Sara Ferguson Photography

A Steady Climb

“I am not a has-been.  I am a will be.” ~Lauren Bacall

We are always becoming.  New brain science is teaching us that.  We used to think that once we reached adulthood that we stopped developing.  Not only that, we thought it was only downhill from there.  Now we know that that is not the case.  New information about the plasticity of the brain helps us to understand that we never stop learning and developing.  As we age, our lives are not only not diminished, but we have a great potential to recreate and reinvent ourselves.

As a life and business coach, people often come to me wanting help managing a transition or figuring out how to be a “will be.”  The people who are the most successful in life are fully engaged in their continued development.  They are relentlessly curious, they yearn for new experiences, and they challenge themselves to stretch in  new ways.  But how do you that?

I have interviewed people that have done it, (sorry, no, I didn’t get a chance to chat with Lauren Bacall) and they all tell me that they do it by: (1) getting a coach, therapist or mentor; (2) being relentlessly optimistic; (3) and, by believing in themselves!  One person that told me this was Karl Miller.
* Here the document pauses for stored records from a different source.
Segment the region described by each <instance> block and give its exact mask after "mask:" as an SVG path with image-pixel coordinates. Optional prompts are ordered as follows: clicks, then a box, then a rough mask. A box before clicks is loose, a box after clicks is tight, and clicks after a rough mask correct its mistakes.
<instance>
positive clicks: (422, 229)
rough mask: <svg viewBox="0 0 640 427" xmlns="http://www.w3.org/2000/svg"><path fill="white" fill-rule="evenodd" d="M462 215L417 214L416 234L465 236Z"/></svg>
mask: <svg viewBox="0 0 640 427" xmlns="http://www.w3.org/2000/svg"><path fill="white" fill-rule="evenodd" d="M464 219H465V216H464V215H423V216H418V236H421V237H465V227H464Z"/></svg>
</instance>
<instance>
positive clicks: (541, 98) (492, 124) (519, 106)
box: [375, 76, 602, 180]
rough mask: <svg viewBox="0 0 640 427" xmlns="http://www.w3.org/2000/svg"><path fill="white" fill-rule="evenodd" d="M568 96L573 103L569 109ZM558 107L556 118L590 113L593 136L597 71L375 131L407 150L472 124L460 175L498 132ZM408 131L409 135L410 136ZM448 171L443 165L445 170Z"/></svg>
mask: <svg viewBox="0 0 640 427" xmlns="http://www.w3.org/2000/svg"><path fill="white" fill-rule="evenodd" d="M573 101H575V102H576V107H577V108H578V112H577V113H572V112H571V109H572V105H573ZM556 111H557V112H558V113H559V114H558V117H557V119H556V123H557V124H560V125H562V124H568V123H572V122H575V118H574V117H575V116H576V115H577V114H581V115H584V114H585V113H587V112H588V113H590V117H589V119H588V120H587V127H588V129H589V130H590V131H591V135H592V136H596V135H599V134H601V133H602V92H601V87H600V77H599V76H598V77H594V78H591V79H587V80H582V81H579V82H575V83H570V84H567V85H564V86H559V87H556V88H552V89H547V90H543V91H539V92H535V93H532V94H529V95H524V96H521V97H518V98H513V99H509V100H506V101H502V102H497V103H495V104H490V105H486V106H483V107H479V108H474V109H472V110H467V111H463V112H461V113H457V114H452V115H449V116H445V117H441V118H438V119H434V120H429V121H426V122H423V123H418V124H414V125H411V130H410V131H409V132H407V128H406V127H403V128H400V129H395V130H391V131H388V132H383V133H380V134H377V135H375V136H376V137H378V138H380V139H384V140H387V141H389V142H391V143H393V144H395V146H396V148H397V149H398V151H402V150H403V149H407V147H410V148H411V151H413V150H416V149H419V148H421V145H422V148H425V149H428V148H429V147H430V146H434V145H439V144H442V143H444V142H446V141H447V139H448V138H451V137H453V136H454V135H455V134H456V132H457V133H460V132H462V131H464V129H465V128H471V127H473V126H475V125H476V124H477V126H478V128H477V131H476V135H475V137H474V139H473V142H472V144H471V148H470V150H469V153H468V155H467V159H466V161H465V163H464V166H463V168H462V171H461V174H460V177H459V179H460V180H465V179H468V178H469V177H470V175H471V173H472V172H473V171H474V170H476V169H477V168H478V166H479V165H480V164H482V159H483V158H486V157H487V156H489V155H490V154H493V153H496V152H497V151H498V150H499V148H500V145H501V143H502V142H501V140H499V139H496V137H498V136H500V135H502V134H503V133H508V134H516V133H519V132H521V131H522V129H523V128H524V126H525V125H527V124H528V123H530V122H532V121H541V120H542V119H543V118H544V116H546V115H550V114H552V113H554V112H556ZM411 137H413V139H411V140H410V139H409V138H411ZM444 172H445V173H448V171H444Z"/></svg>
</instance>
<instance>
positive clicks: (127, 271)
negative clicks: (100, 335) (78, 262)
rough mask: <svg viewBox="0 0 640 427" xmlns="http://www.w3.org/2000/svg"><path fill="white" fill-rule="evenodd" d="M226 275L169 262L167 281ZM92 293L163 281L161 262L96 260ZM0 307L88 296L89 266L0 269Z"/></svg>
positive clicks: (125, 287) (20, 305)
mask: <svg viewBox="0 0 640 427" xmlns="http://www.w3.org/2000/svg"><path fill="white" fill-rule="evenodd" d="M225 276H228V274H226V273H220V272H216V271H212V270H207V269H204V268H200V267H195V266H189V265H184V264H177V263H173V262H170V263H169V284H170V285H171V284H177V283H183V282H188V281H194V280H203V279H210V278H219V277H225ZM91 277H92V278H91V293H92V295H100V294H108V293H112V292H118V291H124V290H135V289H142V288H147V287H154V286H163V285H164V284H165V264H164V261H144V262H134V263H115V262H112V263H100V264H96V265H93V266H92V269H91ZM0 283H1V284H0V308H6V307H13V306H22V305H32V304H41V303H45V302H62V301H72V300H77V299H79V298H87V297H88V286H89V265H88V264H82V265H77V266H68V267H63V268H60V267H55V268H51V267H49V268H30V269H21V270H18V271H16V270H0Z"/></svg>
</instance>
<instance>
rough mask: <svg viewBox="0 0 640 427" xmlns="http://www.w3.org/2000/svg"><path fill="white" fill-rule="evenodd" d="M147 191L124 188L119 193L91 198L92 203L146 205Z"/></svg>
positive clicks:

Among the things Karl Miller got for his 50th birthday, the spring of 2008, was a pink slip. His contract at Freddie Mac had been cut, after he’d spent two years helping to fix the company’s troubled accounting processes. His next gig was to have started in September 2008 at AIG. That of course, didn’t happen.  After a 25-year career in finance, Mr. Miller found himself at a crossroads. Although he is a good networker, he had no job prospects.

Fast forward, and Karl has a successful furniture company, HudsonGoods.com, a dream come true for him.  His furniture, echoing his own journey of transformation, reclaims and reuses vintage pieces and turns them into uber-cool furniture and accessories.

Taking a financial career and becoming a furniture maker sounds like fun to a lot of people.  If it weren’t for that nagging fear of the unknown, “Can I really do it?”  It may be a leap of faith, but Karl Miller is a great example of why you should believe in yourself and take a flying leap with, “I can do it!”

I share more stories like Karl Miller in my presentation Transformation  Mojo.   And if you would like a complimentary session to discuss how coaching might help you do your dream job you can schedule a session at the website of Dr. Lynn K. Jones.

4 Comments

  1. KymberlyFunFit on May 16, 2011 at 1:24 am

    Have you read the book, “The Brain That Changes Itself”? Super interesting and readable, supporting what you are saying about brain plasticity (aks “neural plasticity”). So much to learn and the more we learn, grown, and change, the more updated wiring we load into our brains. Love the Lauren Bacall quote!

    • Santa Barbara Coach on May 16, 2011 at 6:13 pm

      I have that book sitting on pile…will pull it out and put it on the top. Isn’t it exciting to think that we can change some of that old wiring?
      Lynn

  2. Lisa Angle on May 26, 2011 at 9:41 pm

    I’ve heard that continually learning new things will help people live longer and help their minds stay sharper while they do.

    • lynnkjones on May 26, 2011 at 9:55 pm

      No down side to that! Thanks for sharing, Lisa!